Meali: << Ey Meryem oğlu! Sen insanlara beni ve validemi ALLAH’ın gayri mabud ittihaz edin dedin mi? (Maide 116)
İsa (A.S) gerek nefsinden ve gerekse validesinden uluhiyetin nefyi ve Hak subhanehu ve teâla hazretlerini isbat için üç rekat namaz kılmışlar ki Cenabı Hak azze vecelle hazretleri de bu hikmet üzerine vahdaniyetini birlemek ona hiçbir şeyi ortak koşmamanın bir şükrü olarak üç rekat akşamın farzını kılıyoruz. Akşam namazının üç rekat yani tek sayı olması, Mevla’mızın birliğine, vahdaniyetine işarettir.

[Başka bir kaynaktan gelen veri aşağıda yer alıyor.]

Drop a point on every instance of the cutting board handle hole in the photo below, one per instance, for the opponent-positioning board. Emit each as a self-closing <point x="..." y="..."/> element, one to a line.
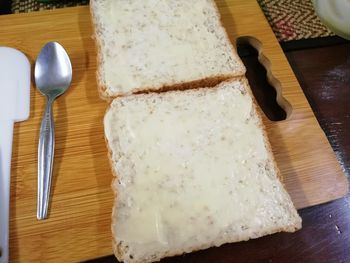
<point x="265" y="87"/>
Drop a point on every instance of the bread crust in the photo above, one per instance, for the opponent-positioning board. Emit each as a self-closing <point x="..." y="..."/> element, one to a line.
<point x="209" y="81"/>
<point x="118" y="250"/>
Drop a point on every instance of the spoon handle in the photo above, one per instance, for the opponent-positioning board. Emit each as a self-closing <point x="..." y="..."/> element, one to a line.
<point x="5" y="171"/>
<point x="45" y="161"/>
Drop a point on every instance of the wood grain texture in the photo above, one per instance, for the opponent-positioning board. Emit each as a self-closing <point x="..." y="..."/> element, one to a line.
<point x="79" y="223"/>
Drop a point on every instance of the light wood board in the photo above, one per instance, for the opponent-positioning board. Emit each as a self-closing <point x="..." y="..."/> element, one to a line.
<point x="79" y="223"/>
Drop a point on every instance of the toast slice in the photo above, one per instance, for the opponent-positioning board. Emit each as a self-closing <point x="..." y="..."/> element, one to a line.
<point x="193" y="169"/>
<point x="152" y="45"/>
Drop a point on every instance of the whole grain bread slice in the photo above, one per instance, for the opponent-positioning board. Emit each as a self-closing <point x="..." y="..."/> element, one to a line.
<point x="152" y="45"/>
<point x="193" y="169"/>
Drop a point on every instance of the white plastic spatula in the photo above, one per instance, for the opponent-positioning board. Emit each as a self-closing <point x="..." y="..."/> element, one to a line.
<point x="14" y="107"/>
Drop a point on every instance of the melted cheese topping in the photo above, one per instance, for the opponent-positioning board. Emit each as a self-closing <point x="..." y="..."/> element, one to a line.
<point x="191" y="174"/>
<point x="152" y="44"/>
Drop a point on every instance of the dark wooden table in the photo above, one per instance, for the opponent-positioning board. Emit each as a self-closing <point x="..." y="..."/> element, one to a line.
<point x="324" y="75"/>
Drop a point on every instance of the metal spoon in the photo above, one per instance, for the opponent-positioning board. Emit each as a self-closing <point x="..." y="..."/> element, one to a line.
<point x="53" y="75"/>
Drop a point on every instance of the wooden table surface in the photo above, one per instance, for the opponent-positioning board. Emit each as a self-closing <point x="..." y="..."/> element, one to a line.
<point x="324" y="75"/>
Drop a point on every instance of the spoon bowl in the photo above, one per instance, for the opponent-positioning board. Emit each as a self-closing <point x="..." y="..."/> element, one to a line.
<point x="53" y="70"/>
<point x="53" y="75"/>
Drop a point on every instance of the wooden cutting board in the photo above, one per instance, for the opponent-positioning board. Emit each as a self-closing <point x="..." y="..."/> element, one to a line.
<point x="79" y="223"/>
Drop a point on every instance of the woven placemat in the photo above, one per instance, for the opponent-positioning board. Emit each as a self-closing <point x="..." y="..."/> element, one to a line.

İlk defa yatsı namazını dört rekat olarak kılan Musa (A.S) dır. Firavunun zulmünden kurtulmanın bir şükrü olarak kılmıştır. Bizde hidayet nuruna ve Mevla’mıza kavuşmak için dört rekat yatsı namazının farzını kılıyoruz. İşte peygamberler ahir hayatlarına kadar namaz kıldıkları gibi semadaki Meleklerde yaratıldıkları günden beri secde ve rükuda ve kimi kıyam halinde Mevla’ya ibadet etmektedirler. Biz mü’minlerde ölünceye kadar meleklerin her nevi ibadetinin tümüyle Mevla’mıza ibadet edeceğiz.